The port stop comes against a brightening backdrop for Sino-American ties. Earlier this month, Washington and Beijing made progress on trade issues, initialing an agreement to control rampant copyright piracy in China and easing US objections to China's bid to join the new World Trade Organization.
Yet, Washington remains at odds with Beijing over Chinese human rights abuses and a range of military disputes, including international weapons sales, underground nuclear testing, and potential naval conflicts. Chinese analysts say the military has taken a more hard-line stance in recent months toward territorial disputes in the South China Sea and even in relations with the US.
Chinese miffed over past events
Chinese military officials were deeply angered by the 1993 diplomatic skirmish over a Chinese cargo vessel, which Washington alleged was carrying chemical weapons to Iran but, which eventually cleared an inspection.
Then, six months ago, the US aircraft carrier Kitty Hawk and a Chinese nuclear submarine faced off in international waters off Qingdao, pulling back without confrontation but underscoring the dangers of two navies cruising in the Yellow Sea near the Korean peninsula.
''We need to keep working with China so that they can ... contribute to the future stability of the Asia-Pacific region,'' Adm. Richard Macke, US military commander in the Pacific, said on a visit this month to Singapore.
''As China moves into this political transition, the US wants a smooth relationship,'' says a Western diplomat. ''If the power balance is delicate, the US doesn't want to do anything to nudge it toward a more hard-line element.''
The Chinese military has come into sharper profile as the scramble for post-Deng power among Communist Party leaders is under way. During the closing of the usually rubber-stamp Chinese parliament late last week, President Jiang Zemin was humiliated when a large group of deputies withheld support for two candidates for top posts and key legislation on education and banking.

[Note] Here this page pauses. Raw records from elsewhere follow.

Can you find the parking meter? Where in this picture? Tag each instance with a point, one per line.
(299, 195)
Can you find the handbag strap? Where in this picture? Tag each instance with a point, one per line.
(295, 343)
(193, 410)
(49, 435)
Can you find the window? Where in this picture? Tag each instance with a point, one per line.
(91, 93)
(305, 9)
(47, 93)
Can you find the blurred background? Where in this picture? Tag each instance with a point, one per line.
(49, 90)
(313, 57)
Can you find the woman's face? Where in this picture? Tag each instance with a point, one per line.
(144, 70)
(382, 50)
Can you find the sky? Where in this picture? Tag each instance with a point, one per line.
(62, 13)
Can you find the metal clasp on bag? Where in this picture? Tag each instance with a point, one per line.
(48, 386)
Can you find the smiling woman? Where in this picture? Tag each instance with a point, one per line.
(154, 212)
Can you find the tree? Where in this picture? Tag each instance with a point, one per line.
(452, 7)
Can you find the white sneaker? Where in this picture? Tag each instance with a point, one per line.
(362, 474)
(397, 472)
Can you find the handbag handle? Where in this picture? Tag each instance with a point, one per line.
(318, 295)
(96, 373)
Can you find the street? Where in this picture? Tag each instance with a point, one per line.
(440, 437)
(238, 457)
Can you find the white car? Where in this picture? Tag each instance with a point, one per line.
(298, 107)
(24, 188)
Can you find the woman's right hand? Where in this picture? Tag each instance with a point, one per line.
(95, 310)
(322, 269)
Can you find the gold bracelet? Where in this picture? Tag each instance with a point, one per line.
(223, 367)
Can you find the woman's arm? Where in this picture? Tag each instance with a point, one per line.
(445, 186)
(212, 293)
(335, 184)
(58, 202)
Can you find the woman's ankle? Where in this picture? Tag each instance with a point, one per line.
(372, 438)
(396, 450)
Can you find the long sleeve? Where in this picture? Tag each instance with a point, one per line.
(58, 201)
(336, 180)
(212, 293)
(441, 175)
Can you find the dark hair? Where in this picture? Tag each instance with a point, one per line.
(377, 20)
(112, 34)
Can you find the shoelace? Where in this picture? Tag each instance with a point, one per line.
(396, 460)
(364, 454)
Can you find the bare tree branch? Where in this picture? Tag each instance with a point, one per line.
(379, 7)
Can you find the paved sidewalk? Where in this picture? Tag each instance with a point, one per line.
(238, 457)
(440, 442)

Earlier, the government announced an almost 15 percent increase in this year's defense budget to more than $6.6 billion. Western military analysts say that amount represents only a small portion of actual spending by the People's Liberation Army and on major projects such as creating a blue-water navy. The acquisition and development of an aircraft carrier is still under debate in Chinese military circles. But Western military analysts believe that even if China launches aircraft production soon, it will be at least 2010 before it could sustain a basic power projection.
US attempts to thaw freeze
In his speech to the parliament known as the National People's Congress, Premier Li Peng highlighted defense goals as improving border and coastal defenses, protecting territorial integrity, and ''safeguarding China's interests and benefits in the seas.''
''No one can afford not having the military on their side,'' says a Western diplomat.
In recent years, the US has moved to thaw the freeze in military cooperation that set in after the bloody suppression of the 1989 pro-democracy protests in Tiananmen Square. That event coincided with the last US port call by the Seventh Fleet in Shanghai as millions of demonstrators flooded the streets of Beijing and other cities. That naval visit ended early.
Last fall, Defense Secretary William Perry visited Beijing and urged more openness in disclosing defense spending, military strategy, and planning. He also proposed that China halt underground nuclear testing in exchange for sophisticated US military computers that would test weapons' reliability. The Chinese have not responded. In turn, China is reported to be concerned about US plans to deploy a ballistic missile-defense system that could counterbalance China's limited nuclear arsenal.
Pentagon officials have also said they are seeking to open talks with China to establish procedures for avoiding incidents such as that between the Kitty Hawk and the Chinese submarine.
Despite deep concern among some US allies in Southeast Asia, the US has also downplayed China's new incursion this year into the disputed Spratly Islands and construction of buildings on an atoll within the Philippines territorial waters.